Les Iraniens ont toujours nié ces affirmations israélienne. Cela pourrait donc leur causer des ennuis, non seulement avec les Européens, mais aussi avec la Russie et avec le régime du président Bachar al-Assad, qui s'oppose à toute activité iranienne qui compromettrait la stabilité en Syrie. De plus, la pratique iranienne consiste à agir contre les ennemis de l'Iran par le biais de procurations plutôt que directement. De plus, le ministre de la Défense, Avigdor Lieberman, a déjà déclaré qu'une attaque iranienne directe contre Israël conduirait à une riposte israélienne en Iran.

Pour toutes ces raisons, les Iraniens ont choisi de charger les milices chiites irakiennes, qui opèrent déjà en Syrie, de l'attaque, sous la direction du Hezbollah, plus expérimenté et familier avec les cibles israéliennes.

Les représailles iraniennes cibleront probablement des bases militaires israéliennes. Le Hezbollah a essayé, à plusieurs reprises dans le passé,  d'attaquer ces installations avec des roquettes et des missiles dans le but de perturber l'activité de Tsahal, et principalement l'activité de l'armée de l'air israélienne.

Il est parfaitement clair que les Iraniens ne sont pas intéressés à déclencher une guerre. Ils veulent mener une attaque, mais limitée, pour venger l'assassinat des Iraniens en Syrie et d'une manière qui conduirait Israel, soit de déclarer la guerre à l'Iran, soit de faire preuve de retenue.

Début 2015, Israël avait décidé de ne pas réagir à une attaque du Hezbollah dans la région du mont Dov à la suite d'une attaque israélienne présumée qui aurait tué le commandant du Hezbollah Jihad Mughniyeh et un général iranien.

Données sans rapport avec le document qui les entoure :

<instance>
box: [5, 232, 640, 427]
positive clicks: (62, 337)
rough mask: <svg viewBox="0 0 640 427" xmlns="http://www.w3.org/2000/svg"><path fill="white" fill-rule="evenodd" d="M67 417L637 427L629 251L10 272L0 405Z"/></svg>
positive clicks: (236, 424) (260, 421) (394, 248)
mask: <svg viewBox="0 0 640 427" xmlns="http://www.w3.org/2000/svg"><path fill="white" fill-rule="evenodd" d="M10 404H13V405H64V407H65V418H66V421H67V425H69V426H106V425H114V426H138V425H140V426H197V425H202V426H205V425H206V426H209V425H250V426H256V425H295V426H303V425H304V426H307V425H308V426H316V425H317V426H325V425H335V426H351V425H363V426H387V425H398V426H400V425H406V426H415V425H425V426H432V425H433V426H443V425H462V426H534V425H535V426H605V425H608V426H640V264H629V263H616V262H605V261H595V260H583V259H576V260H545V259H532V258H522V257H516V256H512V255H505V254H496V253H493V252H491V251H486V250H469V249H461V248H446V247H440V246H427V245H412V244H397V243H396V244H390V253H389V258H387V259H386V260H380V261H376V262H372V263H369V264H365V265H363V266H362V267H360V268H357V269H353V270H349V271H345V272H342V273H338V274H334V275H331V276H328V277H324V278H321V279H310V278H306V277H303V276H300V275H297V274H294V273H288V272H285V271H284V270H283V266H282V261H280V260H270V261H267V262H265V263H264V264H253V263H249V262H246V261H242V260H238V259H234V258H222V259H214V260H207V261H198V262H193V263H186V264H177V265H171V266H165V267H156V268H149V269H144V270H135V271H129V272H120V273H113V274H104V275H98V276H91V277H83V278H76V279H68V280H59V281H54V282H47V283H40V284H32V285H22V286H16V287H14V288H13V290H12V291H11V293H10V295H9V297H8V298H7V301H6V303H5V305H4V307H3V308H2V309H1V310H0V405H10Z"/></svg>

Le Hezbollah, au nom des Iraniens, a attaqué une force de Tsahal avec des missiles antichars, tuant un officier israélien et un soldat.

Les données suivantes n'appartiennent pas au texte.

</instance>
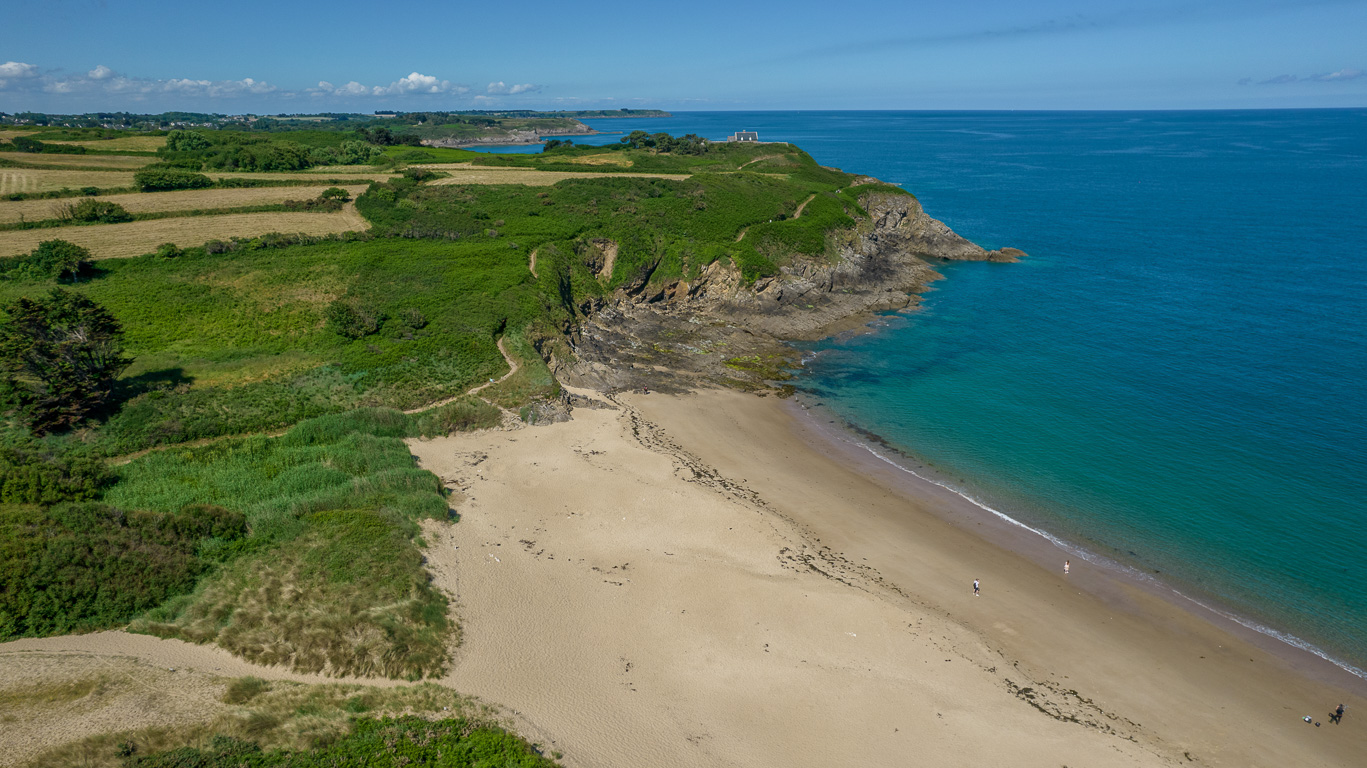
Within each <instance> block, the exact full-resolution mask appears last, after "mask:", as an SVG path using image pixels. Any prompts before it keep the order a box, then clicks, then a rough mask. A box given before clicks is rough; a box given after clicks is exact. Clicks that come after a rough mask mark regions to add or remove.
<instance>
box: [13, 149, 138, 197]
mask: <svg viewBox="0 0 1367 768" xmlns="http://www.w3.org/2000/svg"><path fill="white" fill-rule="evenodd" d="M30 157H36V156H30ZM70 157H78V156H70ZM131 186H133V171H71V169H64V168H51V169H49V168H0V195H5V194H12V193H42V191H57V190H62V189H74V190H78V189H81V187H100V189H103V190H104V189H122V187H131Z"/></svg>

L'Iran et Israël ne sont pas intéressés par la guerre et essaieront de contenir l'événement. La révélation par Israël du plan de représailles iranien pourrait entraîner son soit annulation , soit son report pour une longue période. Cela reste à voir.

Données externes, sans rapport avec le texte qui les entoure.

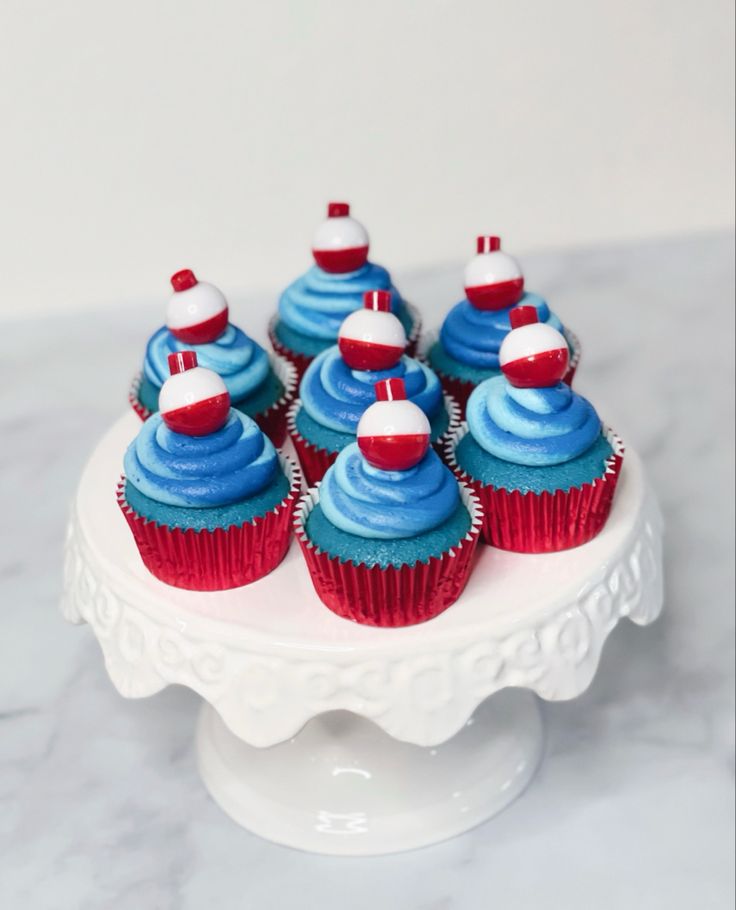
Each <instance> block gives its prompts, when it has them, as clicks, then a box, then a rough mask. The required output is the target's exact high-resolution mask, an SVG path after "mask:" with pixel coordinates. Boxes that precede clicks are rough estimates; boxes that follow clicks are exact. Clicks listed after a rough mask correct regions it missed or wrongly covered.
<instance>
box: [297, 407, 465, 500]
mask: <svg viewBox="0 0 736 910" xmlns="http://www.w3.org/2000/svg"><path fill="white" fill-rule="evenodd" d="M444 401H445V408H446V410H447V413H448V415H449V418H450V421H449V423H448V425H447V429H446V430H445V432H444V433H443V434H442V435H441V436H440V437H439V438H438V439H437V440H436V442H434V443H432V445H433V447H434V449H435V451H436V452H437V454H438V455H439V456H440V458H442V459H444V457H445V451H446V446H447V442H448V440H449V439H451V438H452V435H453V433H454V432H455V430H456V429H457V428H458V427H459V426H460V408H459V407H458V406H457V403H456V401H455V399H454V398H453V397H452V396H451V395H445V396H444ZM301 406H302V403H301V399H299V398H297V400H296V401H295V402H294V403H293V404H292V406H291V407H290V408H289V413H288V414H287V417H286V423H287V428H288V431H289V436H290V438H291V441H292V442H293V444H294V448H295V449H296V453H297V455H298V456H299V462H300V464H301V466H302V473H303V474H304V477H305V479H306V481H307V486H310V487H313V486H314V485H315V484H316V483H319V481H320V480H322V478H323V477H324V476H325V474H326V473H327V469H328V468H329V466H330V465H331V464H334V463H335V459H336V458H337V456H338V455H339V454H340V453H339V452H329V451H328V450H327V449H322V448H320V447H319V446H316V445H314V443H312V442H309V440H307V439H305V438H304V437H303V436H302V434H301V433H300V432H299V430H298V429H297V425H296V415H297V414H298V413H299V409H300V408H301Z"/></svg>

Une chose est claire: même si les Iraniens décident d'aller de l'avant avec leur plan et ordonnent aux milices de lancer des missiles sur Israël, ils ne prendront plus Israël par surprise, et les systèmes israéliens d'interception et de défense aérienne n'auront probablement aucun problème à les neutraliser.

Sachant que ses systèmes de défense actifs sont capables de faire face à la menace, l'armée israélienne n'a émis aucun ordre de préparation spécial pour les populations israéliennes du nord du pqys. En outre, les Iraniens et leurs mandataires veulent attaquer des cibles militaires plutôt que civiles, de sorte que les citoyens israéliens n'ont aucune raison de s'inquiéter.

Les Iraniens savent que la riposte israélienne à une attaque sur ses installations civiles et les civils sera très douloureuse, et ne sont certainement pas intéressés par cela. Le dilemme iranien conduira donc probablement à un report de leurs représailles.